Fikes J D, Bassford P J
J Bacteriol. 1987 Jun;169(6):2352-9. doi: 10.1128/jb.169.6.2352-2359.1987.
The Escherichia coli maltose-binding protein (MBP) R2 signal peptide is a truncated version of the wild-type structure that still facilitates very efficient export of MBP to the periplasm. Among single amino acid substitutions in the R2 signal peptide resulting in an export-defective precursor MBP (pMBP) were two that replaced residues in the consensus Ala-X-Ala sequence (residues -3 to -1) that immediately precedes the cleavage site. It was suggested that the functional hydrophobic core and signal peptidase recognition sequence of this signal peptide substantially overlap and that these two alterations affect both pMBP translocation and processing. In this study, the export of pMBP by the mutants, designated CC15 and CC17, with these two alterations was investigated further. The pMBP of mutant CC17 has an Arg substituted for Leu at the -2 position. It was found that CC17 cells exported only a very small amount of MBP, but that which was exported appeared to be correctly processed. This result was consistent with other studies that have concluded that virtually any amino acid can occupy the -2 position. For mutant CC15, which exhibits a fully Mal+ phenotype, an Asp is substituted for the Ala at the -3 position. CC15 cells were found to export large quantities of unprocessed, soluble pMBP to the periplasm, although such export was achieved in a relatively slow, posttranslational manner. This result was also consistent with other studies that suggested that charged residues are normally excluded from the -3 position of the cleavage site. Using in vitro oligonucleotide-directed mutagenesis, we constructed a new signal sequence mutant in which Asp was substituted for Arg at the -3 position of an otherwise wild-type MBP signal peptide. This alteration had no apparent effect on pMBP translocation across the cytoplasmic membrane, but processing by signal peptidase was inhibited. This pMBP species with its full-length hydrophobic core remained anchored to the membrane, where it could still participate in maltose uptake. The implications of these results for models of protein export are discussed.

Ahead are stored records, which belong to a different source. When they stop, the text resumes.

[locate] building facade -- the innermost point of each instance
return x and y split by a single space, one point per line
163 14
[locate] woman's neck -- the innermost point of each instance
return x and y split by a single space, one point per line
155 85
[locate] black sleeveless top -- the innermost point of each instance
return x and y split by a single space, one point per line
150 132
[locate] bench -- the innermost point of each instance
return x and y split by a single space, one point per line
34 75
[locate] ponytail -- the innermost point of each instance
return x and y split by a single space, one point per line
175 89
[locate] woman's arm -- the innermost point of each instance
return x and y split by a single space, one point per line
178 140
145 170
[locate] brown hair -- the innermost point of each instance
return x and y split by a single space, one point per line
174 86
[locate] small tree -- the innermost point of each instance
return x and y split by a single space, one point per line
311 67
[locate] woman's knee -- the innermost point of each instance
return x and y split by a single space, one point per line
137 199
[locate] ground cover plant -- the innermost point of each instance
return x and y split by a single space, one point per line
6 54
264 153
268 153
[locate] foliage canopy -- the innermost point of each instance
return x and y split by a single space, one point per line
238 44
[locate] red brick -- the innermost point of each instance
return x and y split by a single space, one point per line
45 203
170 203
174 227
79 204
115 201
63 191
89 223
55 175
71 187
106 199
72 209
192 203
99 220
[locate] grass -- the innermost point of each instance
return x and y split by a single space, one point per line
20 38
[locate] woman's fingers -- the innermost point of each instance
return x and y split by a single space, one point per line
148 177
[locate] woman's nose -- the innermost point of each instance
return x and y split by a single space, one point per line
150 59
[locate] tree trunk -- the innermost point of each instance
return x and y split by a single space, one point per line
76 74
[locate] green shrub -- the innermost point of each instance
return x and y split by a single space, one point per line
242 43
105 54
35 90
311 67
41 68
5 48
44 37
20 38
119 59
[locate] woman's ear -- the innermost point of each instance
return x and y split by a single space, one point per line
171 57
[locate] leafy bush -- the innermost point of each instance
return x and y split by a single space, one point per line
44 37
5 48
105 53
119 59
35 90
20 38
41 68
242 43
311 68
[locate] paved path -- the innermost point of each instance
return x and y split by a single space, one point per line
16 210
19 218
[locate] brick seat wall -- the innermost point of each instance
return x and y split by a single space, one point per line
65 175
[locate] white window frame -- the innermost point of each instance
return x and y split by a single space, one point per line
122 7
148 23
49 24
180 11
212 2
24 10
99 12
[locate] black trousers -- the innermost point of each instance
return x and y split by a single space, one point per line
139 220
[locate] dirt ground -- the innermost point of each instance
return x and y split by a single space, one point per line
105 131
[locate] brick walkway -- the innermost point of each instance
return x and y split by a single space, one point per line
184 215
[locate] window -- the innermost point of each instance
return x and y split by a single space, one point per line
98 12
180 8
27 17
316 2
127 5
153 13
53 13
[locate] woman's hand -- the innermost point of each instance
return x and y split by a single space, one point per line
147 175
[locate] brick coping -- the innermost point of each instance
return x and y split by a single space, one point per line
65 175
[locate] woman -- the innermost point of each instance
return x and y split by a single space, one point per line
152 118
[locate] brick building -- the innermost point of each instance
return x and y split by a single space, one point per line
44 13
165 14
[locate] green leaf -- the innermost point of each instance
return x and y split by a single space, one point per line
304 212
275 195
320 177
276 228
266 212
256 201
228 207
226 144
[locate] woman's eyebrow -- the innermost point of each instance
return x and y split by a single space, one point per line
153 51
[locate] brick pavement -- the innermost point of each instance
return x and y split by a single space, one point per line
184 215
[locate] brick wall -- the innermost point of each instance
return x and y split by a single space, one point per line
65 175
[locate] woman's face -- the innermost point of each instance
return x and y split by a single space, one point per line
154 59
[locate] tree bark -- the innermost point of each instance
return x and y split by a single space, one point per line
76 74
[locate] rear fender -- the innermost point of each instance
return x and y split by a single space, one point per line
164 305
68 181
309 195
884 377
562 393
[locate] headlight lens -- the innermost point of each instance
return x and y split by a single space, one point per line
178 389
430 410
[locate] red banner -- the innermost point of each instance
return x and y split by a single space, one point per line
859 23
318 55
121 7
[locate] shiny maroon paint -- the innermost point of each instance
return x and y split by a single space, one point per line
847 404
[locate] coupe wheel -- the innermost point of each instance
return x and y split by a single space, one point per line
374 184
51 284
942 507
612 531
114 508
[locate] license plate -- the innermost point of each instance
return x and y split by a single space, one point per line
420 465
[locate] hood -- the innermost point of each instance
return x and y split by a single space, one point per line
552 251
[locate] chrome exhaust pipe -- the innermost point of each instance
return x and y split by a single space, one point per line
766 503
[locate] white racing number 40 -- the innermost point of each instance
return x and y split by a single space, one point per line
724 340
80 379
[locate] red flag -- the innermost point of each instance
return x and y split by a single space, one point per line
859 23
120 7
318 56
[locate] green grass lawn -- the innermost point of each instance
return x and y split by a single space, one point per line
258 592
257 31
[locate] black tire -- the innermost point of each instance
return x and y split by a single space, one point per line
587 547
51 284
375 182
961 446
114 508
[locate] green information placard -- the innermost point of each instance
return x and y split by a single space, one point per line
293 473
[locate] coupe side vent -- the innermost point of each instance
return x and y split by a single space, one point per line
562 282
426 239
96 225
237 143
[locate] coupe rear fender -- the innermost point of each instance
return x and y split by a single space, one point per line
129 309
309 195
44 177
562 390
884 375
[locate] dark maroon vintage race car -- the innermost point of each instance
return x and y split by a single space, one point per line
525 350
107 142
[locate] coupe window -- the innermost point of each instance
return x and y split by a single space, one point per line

大肠杆菌麦芽糖结合蛋白(MBP)的R2信号肽是野生型结构的截短版本,它仍然能够非常有效地将MBP输出到周质空间。在导致输出缺陷型前体MBP(pMBP)的R2信号肽的单氨基酸替换中,有两个替换发生在紧接切割位点之前的共有Ala-X-Ala序列(-3至-1位残基)中的残基上。有人提出,该信号肽的功能性疏水核心和信号肽酶识别序列基本重叠,并且这两个改变会影响pMBP的转运和加工。在本研究中,进一步研究了具有这两个改变的突变体(命名为CC15和CC17)对pMBP的输出情况。突变体CC17的pMBP在-2位的Leu被Arg取代。发现CC17细胞仅输出极少量的MBP,但输出的MBP似乎被正确加工。这一结果与其他研究一致,这些研究得出结论,实际上任何氨基酸都可以占据-2位。对于表现出完全Mal+表型的突变体CC15,其-3位的Ala被Asp取代。发现CC15细胞将大量未加工的可溶性pMBP输出到周质空间,尽管这种输出是以相对缓慢的翻译后方式实现的。这一结果也与其他研究一致,这些研究表明带电荷的残基通常被排除在切割位点的-3位之外。利用体外寡核苷酸定向诱变,我们构建了一个新的信号序列突变体,其中在野生型MBP信号肽的-3位将Arg替换为Asp。这种改变对pMBP跨细胞质膜的转运没有明显影响,但信号肽酶的加工受到抑制。这种具有全长疏水核心的pMBP物种仍锚定在膜上,在那里它仍然可以参与麦芽糖的摄取。讨论了这些结果对蛋白质输出模型的意义。